Enable’s continued participation in the sport is to be cherished and gratitude should be directed towards the owner as his iconic pink, white and green silks continue to be seen on racecourses atop Enable.
And the racing career of Enable has been marshalled by Lord Teddy Grimethorpe, Khalid Abdullah’s racing manager. As a director at York Racecourse he’ll be pleased to see Enable move on the Knavesmire following Ascot.
The option at York would either be the Juddmonte International or the Yorkshire Oaks. This brings in the fourth key participant in Enable’s illustrious career, trainer John Gosden. His preference is the Yorkshire Oaks – and then it’s on to the Arc.
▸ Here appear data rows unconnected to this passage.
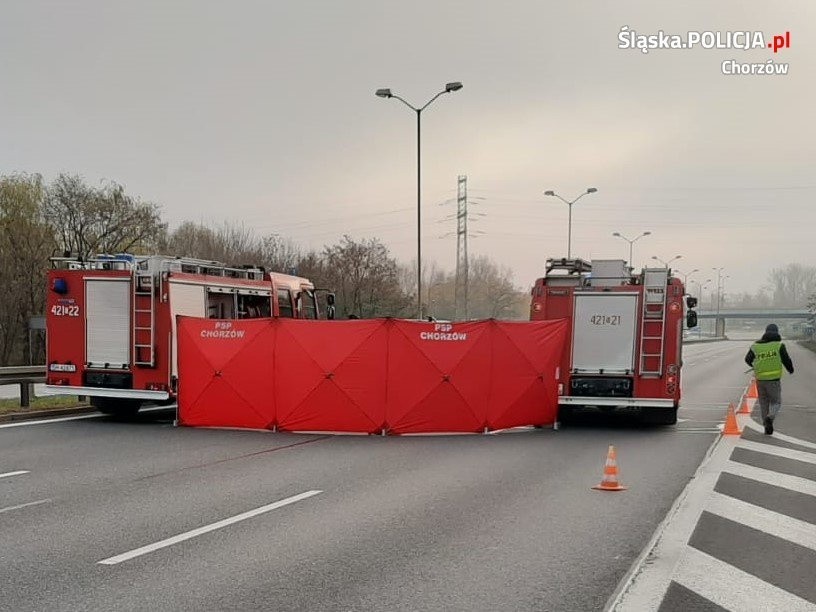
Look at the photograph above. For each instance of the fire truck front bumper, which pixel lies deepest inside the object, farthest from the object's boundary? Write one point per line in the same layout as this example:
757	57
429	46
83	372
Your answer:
619	402
144	394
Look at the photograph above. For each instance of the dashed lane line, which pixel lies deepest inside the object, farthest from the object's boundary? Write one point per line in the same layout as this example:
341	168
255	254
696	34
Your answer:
138	552
28	505
773	523
17	473
95	415
732	588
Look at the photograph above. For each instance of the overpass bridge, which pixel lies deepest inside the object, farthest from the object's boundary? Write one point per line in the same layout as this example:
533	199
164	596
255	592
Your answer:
755	313
776	314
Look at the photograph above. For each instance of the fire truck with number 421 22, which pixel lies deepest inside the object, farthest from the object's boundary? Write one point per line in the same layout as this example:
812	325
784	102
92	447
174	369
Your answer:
111	319
624	348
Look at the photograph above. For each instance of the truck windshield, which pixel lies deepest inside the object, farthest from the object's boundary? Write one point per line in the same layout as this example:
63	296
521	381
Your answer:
309	305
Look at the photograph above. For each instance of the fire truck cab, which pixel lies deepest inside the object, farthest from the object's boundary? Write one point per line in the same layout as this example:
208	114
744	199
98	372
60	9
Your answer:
624	338
111	319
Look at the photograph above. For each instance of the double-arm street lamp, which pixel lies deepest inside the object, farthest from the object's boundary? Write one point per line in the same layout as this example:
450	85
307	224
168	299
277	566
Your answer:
666	263
631	242
387	93
570	203
686	275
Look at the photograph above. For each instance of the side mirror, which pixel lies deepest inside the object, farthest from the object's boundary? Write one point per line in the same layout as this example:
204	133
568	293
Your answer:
691	319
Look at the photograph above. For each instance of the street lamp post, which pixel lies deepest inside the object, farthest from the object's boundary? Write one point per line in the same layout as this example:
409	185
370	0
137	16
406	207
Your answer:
666	263
719	286
631	242
569	204
386	93
686	275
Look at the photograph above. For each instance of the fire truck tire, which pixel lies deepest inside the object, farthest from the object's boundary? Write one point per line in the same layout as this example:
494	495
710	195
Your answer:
120	408
663	416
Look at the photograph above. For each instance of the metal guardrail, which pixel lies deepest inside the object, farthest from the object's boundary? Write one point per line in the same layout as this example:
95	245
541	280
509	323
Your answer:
25	376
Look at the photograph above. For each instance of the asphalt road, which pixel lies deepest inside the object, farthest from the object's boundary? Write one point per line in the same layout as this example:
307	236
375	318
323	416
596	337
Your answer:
497	522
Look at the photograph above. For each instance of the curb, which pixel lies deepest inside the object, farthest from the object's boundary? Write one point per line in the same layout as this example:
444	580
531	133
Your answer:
29	415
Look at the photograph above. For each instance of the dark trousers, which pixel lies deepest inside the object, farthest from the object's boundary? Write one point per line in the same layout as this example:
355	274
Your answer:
770	398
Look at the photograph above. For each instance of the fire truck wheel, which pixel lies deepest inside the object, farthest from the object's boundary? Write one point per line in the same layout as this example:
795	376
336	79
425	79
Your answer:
119	408
662	416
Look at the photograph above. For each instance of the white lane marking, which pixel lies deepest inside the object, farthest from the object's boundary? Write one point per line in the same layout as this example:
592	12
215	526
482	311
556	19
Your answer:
732	588
36	503
754	425
48	421
206	529
778	451
648	579
794	483
17	473
762	519
93	415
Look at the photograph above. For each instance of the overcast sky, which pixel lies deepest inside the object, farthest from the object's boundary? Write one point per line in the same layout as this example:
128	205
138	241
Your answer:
264	113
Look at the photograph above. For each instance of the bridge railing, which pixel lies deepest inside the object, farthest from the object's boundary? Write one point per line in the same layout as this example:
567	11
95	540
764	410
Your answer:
26	377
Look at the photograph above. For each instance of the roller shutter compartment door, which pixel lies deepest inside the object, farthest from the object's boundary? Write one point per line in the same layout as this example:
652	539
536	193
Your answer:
107	323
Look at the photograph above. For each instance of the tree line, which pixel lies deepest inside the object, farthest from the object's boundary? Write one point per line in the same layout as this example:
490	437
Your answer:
39	220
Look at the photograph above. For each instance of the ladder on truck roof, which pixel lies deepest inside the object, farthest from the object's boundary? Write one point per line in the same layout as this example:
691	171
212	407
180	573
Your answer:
653	323
144	319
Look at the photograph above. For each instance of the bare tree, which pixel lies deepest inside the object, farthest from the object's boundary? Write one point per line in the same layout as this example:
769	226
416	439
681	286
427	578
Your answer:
26	242
792	284
90	220
365	278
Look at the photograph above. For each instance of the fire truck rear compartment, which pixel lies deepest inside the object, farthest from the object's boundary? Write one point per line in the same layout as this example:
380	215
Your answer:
108	380
601	386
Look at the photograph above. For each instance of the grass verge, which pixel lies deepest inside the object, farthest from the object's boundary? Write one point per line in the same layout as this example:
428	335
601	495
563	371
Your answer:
40	403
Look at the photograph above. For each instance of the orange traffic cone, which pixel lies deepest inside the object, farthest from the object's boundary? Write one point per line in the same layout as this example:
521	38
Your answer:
610	477
731	427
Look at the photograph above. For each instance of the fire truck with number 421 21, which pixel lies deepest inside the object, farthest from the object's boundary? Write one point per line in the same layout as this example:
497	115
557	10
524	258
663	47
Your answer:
624	348
111	319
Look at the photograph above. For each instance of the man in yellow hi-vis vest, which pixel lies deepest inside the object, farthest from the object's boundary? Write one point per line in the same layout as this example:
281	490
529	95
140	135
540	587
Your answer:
767	356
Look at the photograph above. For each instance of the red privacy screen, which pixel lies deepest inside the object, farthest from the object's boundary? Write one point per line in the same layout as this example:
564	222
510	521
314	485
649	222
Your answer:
368	376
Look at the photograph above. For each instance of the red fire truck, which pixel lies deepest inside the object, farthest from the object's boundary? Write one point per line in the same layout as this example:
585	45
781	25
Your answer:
625	335
111	319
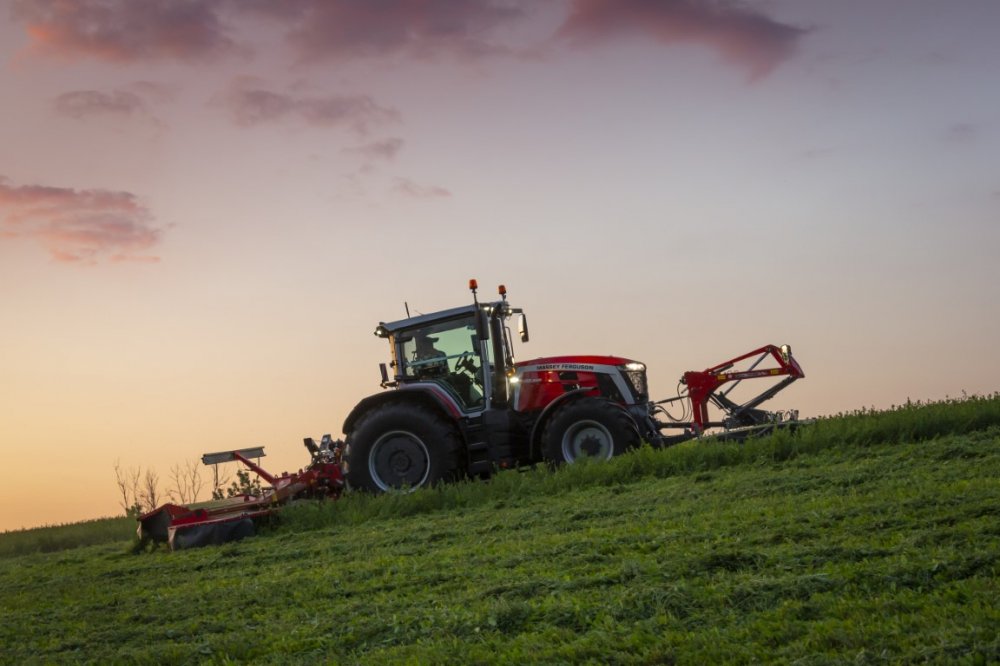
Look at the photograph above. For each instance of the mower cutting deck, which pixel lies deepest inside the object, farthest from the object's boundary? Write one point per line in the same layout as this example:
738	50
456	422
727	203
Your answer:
234	518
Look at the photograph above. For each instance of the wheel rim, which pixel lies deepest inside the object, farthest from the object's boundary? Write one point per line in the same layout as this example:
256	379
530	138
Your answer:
587	439
397	459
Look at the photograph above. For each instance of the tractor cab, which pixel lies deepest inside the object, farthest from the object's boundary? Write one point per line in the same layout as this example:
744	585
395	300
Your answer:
466	352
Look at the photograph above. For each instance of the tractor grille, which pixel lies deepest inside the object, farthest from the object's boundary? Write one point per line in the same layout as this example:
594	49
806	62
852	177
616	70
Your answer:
637	382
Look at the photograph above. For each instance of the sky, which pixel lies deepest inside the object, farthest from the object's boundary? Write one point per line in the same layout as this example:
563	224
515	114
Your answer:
206	206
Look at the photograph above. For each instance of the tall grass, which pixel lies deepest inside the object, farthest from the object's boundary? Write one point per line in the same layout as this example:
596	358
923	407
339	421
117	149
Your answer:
910	423
54	538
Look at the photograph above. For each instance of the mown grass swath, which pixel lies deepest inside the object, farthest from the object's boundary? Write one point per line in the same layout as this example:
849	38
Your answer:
866	538
911	422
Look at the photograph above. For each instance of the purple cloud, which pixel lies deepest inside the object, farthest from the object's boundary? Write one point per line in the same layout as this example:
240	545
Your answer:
386	149
406	187
342	29
250	106
86	103
743	36
79	226
125	30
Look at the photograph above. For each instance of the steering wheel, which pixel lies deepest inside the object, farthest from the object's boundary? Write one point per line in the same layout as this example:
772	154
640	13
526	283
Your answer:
466	364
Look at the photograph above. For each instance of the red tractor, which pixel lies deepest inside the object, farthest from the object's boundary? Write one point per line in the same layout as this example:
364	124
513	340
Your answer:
461	406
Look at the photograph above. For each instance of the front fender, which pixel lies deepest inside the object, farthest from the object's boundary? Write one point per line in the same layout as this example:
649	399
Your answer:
534	440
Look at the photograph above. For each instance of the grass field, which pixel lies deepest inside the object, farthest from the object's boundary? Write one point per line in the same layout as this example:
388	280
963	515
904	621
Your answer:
866	538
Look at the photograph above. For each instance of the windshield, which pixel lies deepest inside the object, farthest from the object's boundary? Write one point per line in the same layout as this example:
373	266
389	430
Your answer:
448	353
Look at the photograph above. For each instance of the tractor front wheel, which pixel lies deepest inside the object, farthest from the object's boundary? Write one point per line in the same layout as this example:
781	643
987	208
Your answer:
588	428
400	446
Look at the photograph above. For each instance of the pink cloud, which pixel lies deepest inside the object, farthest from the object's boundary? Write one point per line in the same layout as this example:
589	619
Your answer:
124	30
85	103
408	188
78	226
379	150
339	29
743	36
254	105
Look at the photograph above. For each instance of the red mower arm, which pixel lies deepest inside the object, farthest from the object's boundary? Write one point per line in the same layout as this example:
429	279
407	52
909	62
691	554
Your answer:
702	385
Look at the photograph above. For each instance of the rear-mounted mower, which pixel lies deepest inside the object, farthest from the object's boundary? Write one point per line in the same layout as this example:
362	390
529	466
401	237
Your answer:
455	404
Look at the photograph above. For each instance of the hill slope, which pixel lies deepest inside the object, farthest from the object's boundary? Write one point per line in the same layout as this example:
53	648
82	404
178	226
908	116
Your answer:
862	539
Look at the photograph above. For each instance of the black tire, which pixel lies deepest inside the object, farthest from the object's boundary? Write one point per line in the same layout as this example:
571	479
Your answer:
401	445
588	427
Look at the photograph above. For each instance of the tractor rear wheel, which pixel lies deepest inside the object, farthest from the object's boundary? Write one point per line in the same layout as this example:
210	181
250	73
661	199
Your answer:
588	428
401	445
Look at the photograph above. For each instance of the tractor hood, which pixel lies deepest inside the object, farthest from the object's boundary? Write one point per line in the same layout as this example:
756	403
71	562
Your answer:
579	362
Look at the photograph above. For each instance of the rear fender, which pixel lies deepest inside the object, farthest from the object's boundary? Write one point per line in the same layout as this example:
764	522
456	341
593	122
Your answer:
428	394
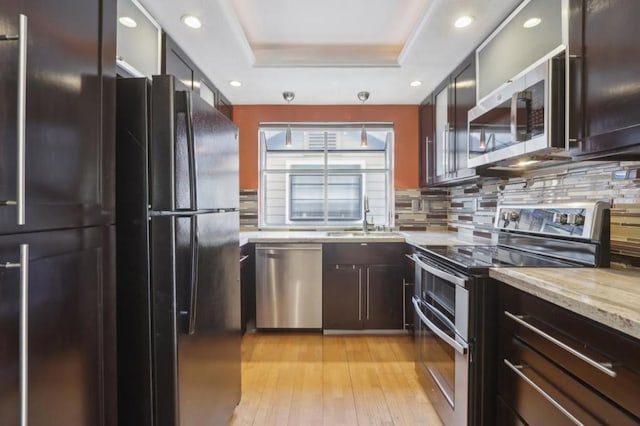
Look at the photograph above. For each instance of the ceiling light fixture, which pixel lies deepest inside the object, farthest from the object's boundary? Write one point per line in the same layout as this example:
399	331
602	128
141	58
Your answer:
363	96
463	21
128	21
532	22
288	96
191	21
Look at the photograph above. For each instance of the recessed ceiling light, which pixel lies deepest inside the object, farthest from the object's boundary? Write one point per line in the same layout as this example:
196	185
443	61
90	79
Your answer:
530	23
128	22
191	21
463	21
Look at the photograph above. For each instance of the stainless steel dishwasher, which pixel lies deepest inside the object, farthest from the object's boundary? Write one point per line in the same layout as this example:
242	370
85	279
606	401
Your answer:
288	286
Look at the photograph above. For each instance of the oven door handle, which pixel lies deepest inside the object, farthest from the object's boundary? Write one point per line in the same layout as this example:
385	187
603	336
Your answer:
460	348
462	282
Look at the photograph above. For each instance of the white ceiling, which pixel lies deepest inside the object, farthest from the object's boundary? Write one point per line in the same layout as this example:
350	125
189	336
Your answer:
326	51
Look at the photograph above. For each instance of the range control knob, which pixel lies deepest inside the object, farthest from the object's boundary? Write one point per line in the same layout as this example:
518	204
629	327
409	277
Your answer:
560	218
576	219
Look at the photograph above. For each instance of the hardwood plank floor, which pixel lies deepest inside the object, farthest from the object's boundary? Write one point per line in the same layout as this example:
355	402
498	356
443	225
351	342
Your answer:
312	379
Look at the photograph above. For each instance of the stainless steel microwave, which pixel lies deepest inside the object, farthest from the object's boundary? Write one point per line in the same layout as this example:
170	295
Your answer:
523	122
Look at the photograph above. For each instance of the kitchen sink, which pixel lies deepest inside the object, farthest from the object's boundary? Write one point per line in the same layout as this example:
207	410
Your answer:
371	234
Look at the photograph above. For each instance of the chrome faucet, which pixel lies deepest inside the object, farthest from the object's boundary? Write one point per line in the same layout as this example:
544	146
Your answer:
365	224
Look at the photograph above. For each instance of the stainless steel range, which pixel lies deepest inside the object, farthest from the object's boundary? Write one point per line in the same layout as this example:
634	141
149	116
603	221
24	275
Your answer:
454	298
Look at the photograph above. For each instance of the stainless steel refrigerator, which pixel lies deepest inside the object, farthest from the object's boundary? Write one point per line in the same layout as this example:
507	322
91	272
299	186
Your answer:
178	276
57	213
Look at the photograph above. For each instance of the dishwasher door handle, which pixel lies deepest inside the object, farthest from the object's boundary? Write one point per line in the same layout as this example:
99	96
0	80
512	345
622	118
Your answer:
288	248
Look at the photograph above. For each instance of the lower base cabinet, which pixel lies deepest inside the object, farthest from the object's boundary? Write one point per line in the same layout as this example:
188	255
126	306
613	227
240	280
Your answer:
557	367
362	286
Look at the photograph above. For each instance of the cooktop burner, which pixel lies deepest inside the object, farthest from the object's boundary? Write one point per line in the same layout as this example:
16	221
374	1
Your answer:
479	257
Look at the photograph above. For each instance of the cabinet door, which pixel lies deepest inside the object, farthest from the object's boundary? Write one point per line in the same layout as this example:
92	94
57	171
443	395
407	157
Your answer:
383	293
342	297
427	131
443	152
610	80
247	285
71	321
66	157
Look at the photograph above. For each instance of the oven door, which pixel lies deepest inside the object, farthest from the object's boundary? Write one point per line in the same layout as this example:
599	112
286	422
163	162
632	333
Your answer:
442	361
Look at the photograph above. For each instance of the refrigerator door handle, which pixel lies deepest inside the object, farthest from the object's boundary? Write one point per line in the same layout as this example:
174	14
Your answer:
194	252
24	328
185	105
19	202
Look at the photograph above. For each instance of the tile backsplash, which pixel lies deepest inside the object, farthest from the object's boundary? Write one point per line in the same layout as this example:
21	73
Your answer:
470	208
473	206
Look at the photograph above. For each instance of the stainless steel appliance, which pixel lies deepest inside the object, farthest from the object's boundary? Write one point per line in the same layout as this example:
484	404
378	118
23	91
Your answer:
522	123
178	257
288	286
57	214
454	299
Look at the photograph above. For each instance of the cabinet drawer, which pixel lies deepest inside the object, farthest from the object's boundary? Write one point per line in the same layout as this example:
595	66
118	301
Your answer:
542	393
363	253
576	344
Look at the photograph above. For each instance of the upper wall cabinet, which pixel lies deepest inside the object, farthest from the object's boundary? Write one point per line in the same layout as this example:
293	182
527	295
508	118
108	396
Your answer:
532	32
608	81
444	130
138	46
189	77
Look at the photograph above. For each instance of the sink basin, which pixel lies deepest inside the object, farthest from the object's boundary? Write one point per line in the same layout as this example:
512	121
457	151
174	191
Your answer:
371	234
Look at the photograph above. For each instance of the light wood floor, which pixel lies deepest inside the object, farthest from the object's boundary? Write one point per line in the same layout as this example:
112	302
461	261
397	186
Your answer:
311	379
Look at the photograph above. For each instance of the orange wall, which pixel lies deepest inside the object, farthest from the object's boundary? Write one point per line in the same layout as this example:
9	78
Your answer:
404	118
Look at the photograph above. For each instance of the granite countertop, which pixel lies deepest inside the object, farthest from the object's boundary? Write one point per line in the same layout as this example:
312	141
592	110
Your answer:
413	237
608	296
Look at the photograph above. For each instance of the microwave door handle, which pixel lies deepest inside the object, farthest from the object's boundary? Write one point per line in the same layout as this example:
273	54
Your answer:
514	118
518	97
440	273
460	348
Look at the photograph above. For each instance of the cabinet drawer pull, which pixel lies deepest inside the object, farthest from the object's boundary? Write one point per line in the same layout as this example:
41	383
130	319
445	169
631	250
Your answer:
21	102
360	294
605	367
24	328
516	369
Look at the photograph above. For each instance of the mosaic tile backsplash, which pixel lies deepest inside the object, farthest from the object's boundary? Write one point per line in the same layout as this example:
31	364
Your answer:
469	209
473	206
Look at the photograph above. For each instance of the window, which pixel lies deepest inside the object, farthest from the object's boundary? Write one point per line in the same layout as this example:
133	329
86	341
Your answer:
320	176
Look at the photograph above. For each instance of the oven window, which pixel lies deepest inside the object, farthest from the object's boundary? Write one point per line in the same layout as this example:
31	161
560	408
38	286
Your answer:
440	294
437	357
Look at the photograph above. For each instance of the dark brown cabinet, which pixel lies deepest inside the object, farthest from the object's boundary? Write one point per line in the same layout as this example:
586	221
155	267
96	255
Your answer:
176	62
247	285
69	150
443	128
555	366
604	36
362	286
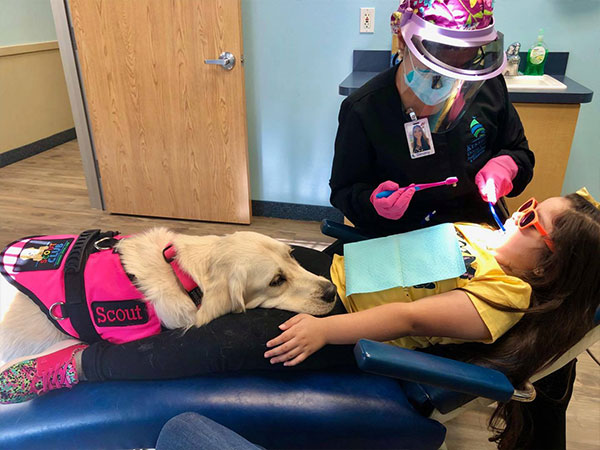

It has been Gosden’s call when and where Enable has been raced, and his desire not to be hurried whilst the mare overcame her post Breeders Cup difficulties has been the epitome of patience.
It was only a couple of weeks ago that Enable shook off the cobwebs following her layoff and Gosden was confident as anyone could be that a run in the Eclipse was the right time for her return.
Reports during the week that she was in good form on the gallops settled some of the nerves, but there’s nothing like a race itself to see if a horse is race fit.
At Sandown we got the answer, and the Flat has a horse capable of taking on Frankle’s mantle of being known, appreciated and enjoyed by the wider sporting public.
Sandown’s Eclipse Stakes was up there with the best races to witness in person. Now we can look forward to the next chapter, with a little less of the nerves and a great deal more anticipation.